Geen officiële spelling _meer_... Tot de hervormingen van '95 was er een toegelaten en voorkeurspelling (voor het hele taalgebied!): <apoteek> was toegelaten en <apotheek> geprefereerd. Nu is alleen <apotheek> juist. Het zou natuurlijk kunnen dat <apoteek> meer opdook (opduikt) in België dan in Nederland en dat zou inderdaad wel interessant zijn, juist was het in ieder geval aan beide zijden van de rijksgrens.


----------



## Grytolle

joene92 said:


> Moet je mij eens uitleggen hoe keuken en kelder afleiden van het Latijn



Woordsoort: znw.(v.)

Modern lemma: keuken
— KOKEN —, znw. vr.; verkl. keukentje en (zuidnederl.) keukske.

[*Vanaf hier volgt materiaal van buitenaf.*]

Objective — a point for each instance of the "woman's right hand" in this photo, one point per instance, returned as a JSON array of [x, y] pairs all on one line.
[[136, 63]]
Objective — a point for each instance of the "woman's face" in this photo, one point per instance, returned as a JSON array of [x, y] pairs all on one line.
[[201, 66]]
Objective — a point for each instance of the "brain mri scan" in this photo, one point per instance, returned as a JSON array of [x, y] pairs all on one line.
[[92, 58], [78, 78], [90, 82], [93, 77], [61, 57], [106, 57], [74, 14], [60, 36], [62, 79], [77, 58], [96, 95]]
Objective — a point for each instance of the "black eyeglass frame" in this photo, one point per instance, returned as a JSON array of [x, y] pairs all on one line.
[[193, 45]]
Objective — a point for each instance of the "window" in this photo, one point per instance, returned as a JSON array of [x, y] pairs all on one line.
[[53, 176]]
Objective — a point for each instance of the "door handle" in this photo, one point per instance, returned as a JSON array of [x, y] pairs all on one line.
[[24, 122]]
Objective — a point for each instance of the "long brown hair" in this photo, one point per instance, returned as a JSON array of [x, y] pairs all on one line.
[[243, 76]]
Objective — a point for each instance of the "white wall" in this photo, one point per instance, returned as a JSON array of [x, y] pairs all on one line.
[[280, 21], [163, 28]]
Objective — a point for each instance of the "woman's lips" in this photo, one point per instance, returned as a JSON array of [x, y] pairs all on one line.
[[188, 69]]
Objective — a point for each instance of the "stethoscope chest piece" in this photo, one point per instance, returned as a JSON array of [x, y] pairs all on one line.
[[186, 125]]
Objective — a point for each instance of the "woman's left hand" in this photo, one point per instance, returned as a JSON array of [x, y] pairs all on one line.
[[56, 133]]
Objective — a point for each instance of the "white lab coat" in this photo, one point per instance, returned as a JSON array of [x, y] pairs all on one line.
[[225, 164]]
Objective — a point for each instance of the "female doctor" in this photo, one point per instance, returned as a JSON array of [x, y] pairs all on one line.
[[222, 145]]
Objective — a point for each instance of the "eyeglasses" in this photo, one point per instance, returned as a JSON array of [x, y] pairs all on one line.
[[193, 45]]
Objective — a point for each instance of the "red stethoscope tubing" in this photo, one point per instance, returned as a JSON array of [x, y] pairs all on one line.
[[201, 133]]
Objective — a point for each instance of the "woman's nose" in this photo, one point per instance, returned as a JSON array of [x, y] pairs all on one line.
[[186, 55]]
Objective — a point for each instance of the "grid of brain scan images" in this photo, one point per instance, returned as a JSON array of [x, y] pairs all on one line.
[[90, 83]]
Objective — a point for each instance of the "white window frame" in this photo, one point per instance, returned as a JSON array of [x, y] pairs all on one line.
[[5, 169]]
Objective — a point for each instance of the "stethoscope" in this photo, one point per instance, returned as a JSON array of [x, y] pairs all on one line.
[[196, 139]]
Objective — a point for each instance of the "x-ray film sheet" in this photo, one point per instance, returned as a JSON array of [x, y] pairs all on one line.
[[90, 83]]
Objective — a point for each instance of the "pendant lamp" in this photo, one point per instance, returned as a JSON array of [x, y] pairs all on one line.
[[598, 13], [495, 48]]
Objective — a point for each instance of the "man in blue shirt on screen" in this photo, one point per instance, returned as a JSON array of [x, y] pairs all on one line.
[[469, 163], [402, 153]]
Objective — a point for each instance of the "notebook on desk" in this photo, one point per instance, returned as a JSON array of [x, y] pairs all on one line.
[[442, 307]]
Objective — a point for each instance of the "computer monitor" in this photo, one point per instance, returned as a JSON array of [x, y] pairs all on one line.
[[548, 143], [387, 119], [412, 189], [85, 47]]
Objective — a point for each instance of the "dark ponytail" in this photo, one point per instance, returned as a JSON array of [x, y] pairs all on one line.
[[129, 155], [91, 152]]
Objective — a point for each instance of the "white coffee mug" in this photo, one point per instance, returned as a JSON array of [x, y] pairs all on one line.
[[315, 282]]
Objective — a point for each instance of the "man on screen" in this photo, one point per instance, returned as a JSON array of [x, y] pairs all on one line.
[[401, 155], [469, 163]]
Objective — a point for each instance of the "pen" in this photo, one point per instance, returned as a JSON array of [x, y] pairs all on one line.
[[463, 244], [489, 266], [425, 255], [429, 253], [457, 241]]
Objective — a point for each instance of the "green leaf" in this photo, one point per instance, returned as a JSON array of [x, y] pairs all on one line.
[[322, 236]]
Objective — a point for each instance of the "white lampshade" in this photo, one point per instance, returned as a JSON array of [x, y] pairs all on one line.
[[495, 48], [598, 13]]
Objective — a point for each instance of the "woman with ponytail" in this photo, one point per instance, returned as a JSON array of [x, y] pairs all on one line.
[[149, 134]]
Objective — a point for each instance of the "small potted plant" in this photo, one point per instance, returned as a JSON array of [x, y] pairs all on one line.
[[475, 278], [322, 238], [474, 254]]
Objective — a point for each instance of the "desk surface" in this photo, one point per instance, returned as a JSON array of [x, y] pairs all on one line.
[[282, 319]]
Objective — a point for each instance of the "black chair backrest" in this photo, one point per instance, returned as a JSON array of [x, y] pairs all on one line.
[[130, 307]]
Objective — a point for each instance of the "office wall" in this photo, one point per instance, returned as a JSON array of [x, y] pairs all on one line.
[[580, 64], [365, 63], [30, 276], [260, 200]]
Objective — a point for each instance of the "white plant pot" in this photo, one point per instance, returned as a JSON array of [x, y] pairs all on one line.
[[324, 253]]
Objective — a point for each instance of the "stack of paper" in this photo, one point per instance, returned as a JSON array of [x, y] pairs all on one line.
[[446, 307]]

Mnl. cokene (coken; coke), kuekene, mnd. kôkene, kôke (deensch kjøkken, noorsch køk, zw. kök), ags. cycene (eng. kitchen), nnd. köken, köke, ohd. chuhhina (mhd. küchin, küchen, küche, nhd. küche). Ontleend aan een mlat. (rom.) vorm cocina (waarnaast cucina: ital. cucina, fra. cuisine) van laat-lat. coquina.




 Woordsoort: znw.(m.)
   Modern lemma: kelder
    — uit KELLER —, znw. m. Mnl. _kelre_, _keller_, _kelder_, onfr. _këlleri_, os. _këlleri_, ohd. _chëllari_ (nhd. _keller_), enz. Uit lat. _cellarium_ (van _cella_, provisiekamer).


----------